Convergent strategies (selection)
Once breadth exists, convergent strategies apply the design criteria to choose:
- Criteria matrix / weighted decision matrix - score each idea against each criterion (optionally weighting the most important criteria) and compare totals. This is the most defensible selection tool for QCE Design because it ties the choice directly to the criteria from explore.
- PMI (Plus, Minus, Interesting) - list the strengths, weaknesses and intriguing aspects of each candidate to surface trade-offs.
- Dot voting - participants allocate votes to favourites, useful for quick group narrowing.
Why breadth before convergence
Innovation lives at the edges of the option space. If you judge early, you cut off the unusual ideas that combine into something genuinely new. Deferring judgement keeps weak-looking ideas alive long enough to be improved or recombined. QCAA explicitly notes that good design emerges through iterative refinement, not a fixed sequence - so the more raw material you generate, the more there is to refine.
Visualising ideas during ideation
Ideation is not purely verbal. Quick annotated sketches, thumbnails and rough models externalise ideas so they can be compared and built upon.

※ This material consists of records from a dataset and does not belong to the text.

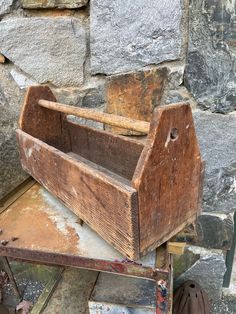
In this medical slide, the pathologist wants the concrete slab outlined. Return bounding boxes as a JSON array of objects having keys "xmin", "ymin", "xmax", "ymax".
[{"xmin": 43, "ymin": 268, "xmax": 98, "ymax": 314}]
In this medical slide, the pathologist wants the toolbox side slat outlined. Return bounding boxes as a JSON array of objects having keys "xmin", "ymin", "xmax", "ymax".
[{"xmin": 17, "ymin": 130, "xmax": 139, "ymax": 259}]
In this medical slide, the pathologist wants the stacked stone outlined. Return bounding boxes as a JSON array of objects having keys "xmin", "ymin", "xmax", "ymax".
[{"xmin": 0, "ymin": 0, "xmax": 236, "ymax": 308}]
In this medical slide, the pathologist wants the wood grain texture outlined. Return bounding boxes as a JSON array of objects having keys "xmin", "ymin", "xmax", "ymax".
[
  {"xmin": 106, "ymin": 68, "xmax": 167, "ymax": 135},
  {"xmin": 17, "ymin": 130, "xmax": 139, "ymax": 259},
  {"xmin": 38, "ymin": 99, "xmax": 150, "ymax": 134},
  {"xmin": 19, "ymin": 86, "xmax": 69, "ymax": 151},
  {"xmin": 132, "ymin": 104, "xmax": 202, "ymax": 254},
  {"xmin": 66, "ymin": 122, "xmax": 144, "ymax": 180}
]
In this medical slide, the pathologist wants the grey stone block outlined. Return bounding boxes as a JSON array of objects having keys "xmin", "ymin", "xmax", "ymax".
[
  {"xmin": 0, "ymin": 0, "xmax": 13, "ymax": 16},
  {"xmin": 22, "ymin": 0, "xmax": 88, "ymax": 9},
  {"xmin": 185, "ymin": 0, "xmax": 236, "ymax": 113},
  {"xmin": 174, "ymin": 247, "xmax": 226, "ymax": 300},
  {"xmin": 53, "ymin": 81, "xmax": 106, "ymax": 108},
  {"xmin": 196, "ymin": 213, "xmax": 234, "ymax": 250},
  {"xmin": 90, "ymin": 0, "xmax": 183, "ymax": 74},
  {"xmin": 194, "ymin": 111, "xmax": 236, "ymax": 213},
  {"xmin": 0, "ymin": 65, "xmax": 28, "ymax": 199},
  {"xmin": 10, "ymin": 69, "xmax": 38, "ymax": 89},
  {"xmin": 0, "ymin": 17, "xmax": 86, "ymax": 86}
]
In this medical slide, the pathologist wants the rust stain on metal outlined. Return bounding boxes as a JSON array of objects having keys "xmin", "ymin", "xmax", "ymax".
[{"xmin": 0, "ymin": 184, "xmax": 79, "ymax": 254}]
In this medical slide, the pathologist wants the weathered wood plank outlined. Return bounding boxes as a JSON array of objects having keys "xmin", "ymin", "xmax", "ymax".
[
  {"xmin": 19, "ymin": 86, "xmax": 69, "ymax": 151},
  {"xmin": 66, "ymin": 122, "xmax": 144, "ymax": 180},
  {"xmin": 132, "ymin": 104, "xmax": 202, "ymax": 253},
  {"xmin": 38, "ymin": 99, "xmax": 150, "ymax": 134},
  {"xmin": 17, "ymin": 130, "xmax": 139, "ymax": 259},
  {"xmin": 106, "ymin": 68, "xmax": 167, "ymax": 135}
]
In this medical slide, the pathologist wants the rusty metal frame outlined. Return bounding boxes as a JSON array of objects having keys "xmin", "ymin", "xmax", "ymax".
[{"xmin": 0, "ymin": 183, "xmax": 172, "ymax": 314}]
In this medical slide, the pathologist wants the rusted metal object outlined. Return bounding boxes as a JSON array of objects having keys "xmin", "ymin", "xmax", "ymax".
[
  {"xmin": 0, "ymin": 183, "xmax": 171, "ymax": 314},
  {"xmin": 173, "ymin": 280, "xmax": 210, "ymax": 314}
]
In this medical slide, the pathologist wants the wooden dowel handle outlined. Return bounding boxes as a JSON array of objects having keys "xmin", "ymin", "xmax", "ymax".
[{"xmin": 38, "ymin": 99, "xmax": 150, "ymax": 134}]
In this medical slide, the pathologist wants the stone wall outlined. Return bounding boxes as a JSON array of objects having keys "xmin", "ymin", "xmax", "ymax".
[{"xmin": 0, "ymin": 0, "xmax": 236, "ymax": 310}]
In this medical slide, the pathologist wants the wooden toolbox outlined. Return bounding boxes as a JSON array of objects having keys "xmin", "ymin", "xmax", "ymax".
[{"xmin": 17, "ymin": 86, "xmax": 203, "ymax": 259}]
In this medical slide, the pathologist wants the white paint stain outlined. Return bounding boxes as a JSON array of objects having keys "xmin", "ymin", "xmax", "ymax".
[
  {"xmin": 229, "ymin": 177, "xmax": 236, "ymax": 193},
  {"xmin": 165, "ymin": 134, "xmax": 170, "ymax": 148}
]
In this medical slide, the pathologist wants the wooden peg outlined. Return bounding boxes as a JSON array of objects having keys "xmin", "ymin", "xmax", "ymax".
[{"xmin": 167, "ymin": 242, "xmax": 186, "ymax": 255}]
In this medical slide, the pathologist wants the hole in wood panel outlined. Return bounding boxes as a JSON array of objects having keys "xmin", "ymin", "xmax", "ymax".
[{"xmin": 170, "ymin": 128, "xmax": 179, "ymax": 141}]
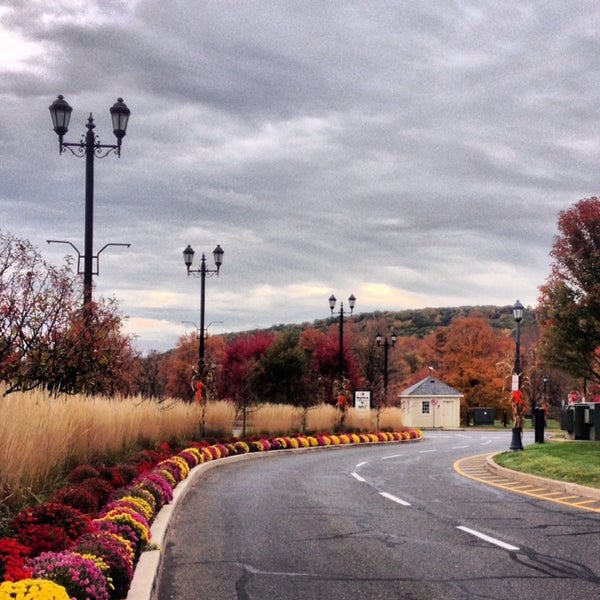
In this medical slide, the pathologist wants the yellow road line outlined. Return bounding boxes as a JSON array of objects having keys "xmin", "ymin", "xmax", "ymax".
[{"xmin": 454, "ymin": 453, "xmax": 600, "ymax": 513}]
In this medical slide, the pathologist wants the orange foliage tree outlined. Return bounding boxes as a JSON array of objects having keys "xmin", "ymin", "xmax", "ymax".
[{"xmin": 427, "ymin": 314, "xmax": 514, "ymax": 418}]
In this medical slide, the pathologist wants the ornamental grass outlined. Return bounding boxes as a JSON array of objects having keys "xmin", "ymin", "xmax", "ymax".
[
  {"xmin": 27, "ymin": 552, "xmax": 111, "ymax": 600},
  {"xmin": 0, "ymin": 386, "xmax": 422, "ymax": 600}
]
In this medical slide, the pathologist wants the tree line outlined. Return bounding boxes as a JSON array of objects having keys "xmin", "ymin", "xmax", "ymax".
[{"xmin": 0, "ymin": 197, "xmax": 600, "ymax": 422}]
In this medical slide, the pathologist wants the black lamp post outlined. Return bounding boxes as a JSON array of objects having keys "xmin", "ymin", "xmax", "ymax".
[
  {"xmin": 375, "ymin": 332, "xmax": 398, "ymax": 429},
  {"xmin": 329, "ymin": 294, "xmax": 356, "ymax": 386},
  {"xmin": 375, "ymin": 332, "xmax": 398, "ymax": 402},
  {"xmin": 510, "ymin": 300, "xmax": 525, "ymax": 450},
  {"xmin": 49, "ymin": 95, "xmax": 131, "ymax": 307},
  {"xmin": 183, "ymin": 244, "xmax": 225, "ymax": 380}
]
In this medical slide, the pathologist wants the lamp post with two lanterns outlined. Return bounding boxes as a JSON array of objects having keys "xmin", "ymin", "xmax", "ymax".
[
  {"xmin": 375, "ymin": 332, "xmax": 398, "ymax": 430},
  {"xmin": 48, "ymin": 95, "xmax": 131, "ymax": 307},
  {"xmin": 509, "ymin": 300, "xmax": 525, "ymax": 450},
  {"xmin": 183, "ymin": 244, "xmax": 225, "ymax": 390},
  {"xmin": 329, "ymin": 294, "xmax": 356, "ymax": 386}
]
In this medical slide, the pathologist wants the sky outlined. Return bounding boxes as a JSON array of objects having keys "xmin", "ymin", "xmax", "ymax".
[{"xmin": 0, "ymin": 0, "xmax": 600, "ymax": 352}]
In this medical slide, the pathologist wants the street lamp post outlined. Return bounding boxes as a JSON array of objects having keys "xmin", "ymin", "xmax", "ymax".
[
  {"xmin": 375, "ymin": 332, "xmax": 398, "ymax": 429},
  {"xmin": 329, "ymin": 294, "xmax": 356, "ymax": 386},
  {"xmin": 510, "ymin": 300, "xmax": 525, "ymax": 450},
  {"xmin": 49, "ymin": 95, "xmax": 131, "ymax": 307},
  {"xmin": 183, "ymin": 244, "xmax": 225, "ymax": 383},
  {"xmin": 375, "ymin": 332, "xmax": 398, "ymax": 402}
]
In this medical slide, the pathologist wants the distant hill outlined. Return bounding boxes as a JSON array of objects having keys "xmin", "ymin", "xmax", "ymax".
[{"xmin": 221, "ymin": 304, "xmax": 535, "ymax": 339}]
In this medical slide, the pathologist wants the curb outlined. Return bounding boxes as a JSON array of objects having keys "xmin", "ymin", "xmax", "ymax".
[
  {"xmin": 124, "ymin": 436, "xmax": 423, "ymax": 600},
  {"xmin": 485, "ymin": 452, "xmax": 600, "ymax": 500}
]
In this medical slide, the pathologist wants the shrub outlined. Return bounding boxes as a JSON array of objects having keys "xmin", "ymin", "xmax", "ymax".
[
  {"xmin": 52, "ymin": 485, "xmax": 100, "ymax": 515},
  {"xmin": 27, "ymin": 552, "xmax": 110, "ymax": 600},
  {"xmin": 0, "ymin": 537, "xmax": 31, "ymax": 581},
  {"xmin": 72, "ymin": 532, "xmax": 133, "ymax": 599},
  {"xmin": 12, "ymin": 502, "xmax": 91, "ymax": 554},
  {"xmin": 0, "ymin": 579, "xmax": 71, "ymax": 600}
]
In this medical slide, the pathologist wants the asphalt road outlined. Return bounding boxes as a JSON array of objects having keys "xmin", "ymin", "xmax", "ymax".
[{"xmin": 155, "ymin": 430, "xmax": 600, "ymax": 600}]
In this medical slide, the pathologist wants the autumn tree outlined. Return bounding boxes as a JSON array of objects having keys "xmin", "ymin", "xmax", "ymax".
[
  {"xmin": 160, "ymin": 331, "xmax": 224, "ymax": 402},
  {"xmin": 538, "ymin": 197, "xmax": 600, "ymax": 381},
  {"xmin": 303, "ymin": 321, "xmax": 362, "ymax": 403},
  {"xmin": 429, "ymin": 314, "xmax": 514, "ymax": 418},
  {"xmin": 0, "ymin": 232, "xmax": 135, "ymax": 394},
  {"xmin": 256, "ymin": 330, "xmax": 317, "ymax": 406},
  {"xmin": 217, "ymin": 331, "xmax": 274, "ymax": 407}
]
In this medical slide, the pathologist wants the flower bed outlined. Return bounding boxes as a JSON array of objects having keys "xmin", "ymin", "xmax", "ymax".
[{"xmin": 0, "ymin": 429, "xmax": 423, "ymax": 600}]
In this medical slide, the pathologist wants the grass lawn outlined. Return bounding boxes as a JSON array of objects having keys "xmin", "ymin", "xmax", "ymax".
[{"xmin": 494, "ymin": 441, "xmax": 600, "ymax": 488}]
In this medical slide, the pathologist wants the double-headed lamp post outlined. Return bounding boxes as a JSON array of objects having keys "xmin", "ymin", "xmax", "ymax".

Visualising early and roughly is faster and cheaper than describing, and it surfaces problems an idea hides in words. This links ideation directly to the visualisation dot point.
Documenting ideation for assessment
In QCE Design the folio must show the ideation, not just the winner. Markers look for:
- A genuine range of distinct ideas (not minor variations of one).
- A named strategy actually applied (a labelled SCAMPER table or morphological chart, not just the word "brainstorm").
- A documented, criteria-based selection explaining why the chosen idea won.
Worked example
Exam-style practice questions
Practice questions written in the style of QCAA exam questions on this dot point, with worked answer explainers. The year tag is the paper they imitate, not the source.
2024 QCAAUse the stimulus to redesign an item of living room furniture to discourage obsolescence. Your response should show application of the develop phase of the design process. Devise ideas, and refine these based on your evaluation using the design criteria, to propose a design concept. Use sketches with notes to represent your ideas and design concept.Show worked answer →
The 34-mark external assessment opens with "Devise ideas", and the Devising ideas criterion is scored on two things at once: the divergence of your ideas and the quality of their attributes. This is the ideation dot point under examination conditions.
- Divergence (the breadth move)
- The top band shows a wide range of ideas based on multiple different ways of responding to the problem, not a single idea with cosmetic variations. To discourage obsolescence you would diverge across genuinely different strategies, for example modular construction, repairable joints, replaceable covers, timeless form and upgradable parts. Generating that breadth is exactly the divergent thinking the dot point describes, and judgement is deferred while you generate.
- Attributes (the quality move)
- Ideas must be unique, credible and detailed, respond to all the design criteria, and use the stimulus discerningly.
- Then converge
- The phrase "refine these based on your evaluation using the design criteria" is the convergent move: apply the criteria to select and improve the strongest ideas, the way a criteria matrix would. Breadth first, then criteria-based convergence, is precisely the divergent-then-convergent rhythm this dot point is about, and showing both is what earns the upper bands.